At first glance, 36 is a somewhat unassuming
number.
Nothing special, hardly
remarkable.
Ho-hum, who cares.
But pair it with three equally unassuming
letters, A C & T, and 36 becomes, well…
perfect.
And rare.
According to DESE, more than 1.6 million students nationwide take
the ACT college entrance exam each year, and only around 700 of them earn a
perfect score.
That’s about
.04%.
A total of just 29
Missouri students scored a perfect 36 in 2012, and one of
them, Dan Politte, is a senior at
University
City High School.
A born and bred UCity boy, Dan
began his journey to academic greatness as a kindergartner at Jackson Park
Elementary.
He attended
Brittany Woods
Middle School, and will graduate from
University City High School this May.
As you might expect, he carries a challenging
course load, heavy on AP (Advanced Placement) classes. In fact, he’s taking
five this year, which is roughly equivalent to a full college load.
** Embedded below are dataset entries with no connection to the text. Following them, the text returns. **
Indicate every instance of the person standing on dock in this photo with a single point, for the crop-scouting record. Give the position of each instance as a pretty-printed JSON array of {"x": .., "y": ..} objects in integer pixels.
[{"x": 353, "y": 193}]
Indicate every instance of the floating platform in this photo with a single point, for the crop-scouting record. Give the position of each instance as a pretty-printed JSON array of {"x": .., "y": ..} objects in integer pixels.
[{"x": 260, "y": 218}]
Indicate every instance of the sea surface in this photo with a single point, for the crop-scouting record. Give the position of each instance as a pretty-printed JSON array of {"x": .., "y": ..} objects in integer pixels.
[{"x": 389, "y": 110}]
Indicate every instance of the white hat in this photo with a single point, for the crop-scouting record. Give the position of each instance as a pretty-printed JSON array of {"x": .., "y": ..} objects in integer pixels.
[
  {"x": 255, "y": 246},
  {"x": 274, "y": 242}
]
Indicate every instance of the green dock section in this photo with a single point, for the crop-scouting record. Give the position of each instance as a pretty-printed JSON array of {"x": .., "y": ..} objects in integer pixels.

It’s not all nose-to-the-grindstone
academics, though. Dan is a founding member of the
UCHS FIRST Robotics Competition team,
the Robolions, and active in the UCHS Latin Club.
He is also a member of the UCHS Certamen team
(think Quiz Bowl for classics students), which finished first in state at last
year’s
Missouri Junior Classical League
convention.
In January, Dan was one of 26
UCHS students who
travelled
to Washington, DC to attend the presidential inauguration, an experience he
describes as “thrilling.”
It goes without question that Dan is
smart.
Really smart.
But is that all it takes to earn a perfect
ACT score? In a recent
Huffington
Post interview, ACT spokesperson Ed Colby explains that:
“The ACT is a curriculum-based test. It's like a
course exam in that way. It's not the kind of test that test prep is going to
help you get a 36. You have to learn content in challenging courses that you
take in school.”
Dan would concur. Although he did
attend the ACT prep courses offered by the high school as a sophomore (he got a
35 that year) he attributes his success to the fact that he has had “innumerable
great teachers at U City High.” Dan
also has parents who are active and involved in our schools. It’s a winning
formula: smart kid + hard work + great teachers + supportive parents = success.
So what’s next for Dan? He’s
applied to Mizzou, The University of Illinois Urbana-Champaign, The University
of Minnesota, Washington University Saint Louis, The University of Michigan,
and Case Western Reserve University.
He has acceptance letters from the first three, and I suspect more are on the
way. Dan’s hoping to combine his two passions, robotics and Latin, into engineering
and classics double major. When asked
what advice he would give his fellow students, Dan says,
“I've found out that it is
possible to hold down the workload that comes with multiple AP classes. The
important thing is to keep working, and you can indeed get everything done.
Other than that, I don't seek to give advice: I'm just as much a beginner at
this whole "life" thing as everyone else.”
A beginner, perhaps, but such a
stellar beginning. Well done, Dan. You’ve made us all very proud.
UPDATE: Dan, who will be attending Washington University this fall, is the recipient of the first Alvin Marvin Ostro Class of 1945 Student Achievement Memorial Scholarship. This $1,000 scholarship is awarded to a graduating University City High School senior who has displayed exceptional performance in one or more of the following areas: academics, citizenship, sportsmanship and community service.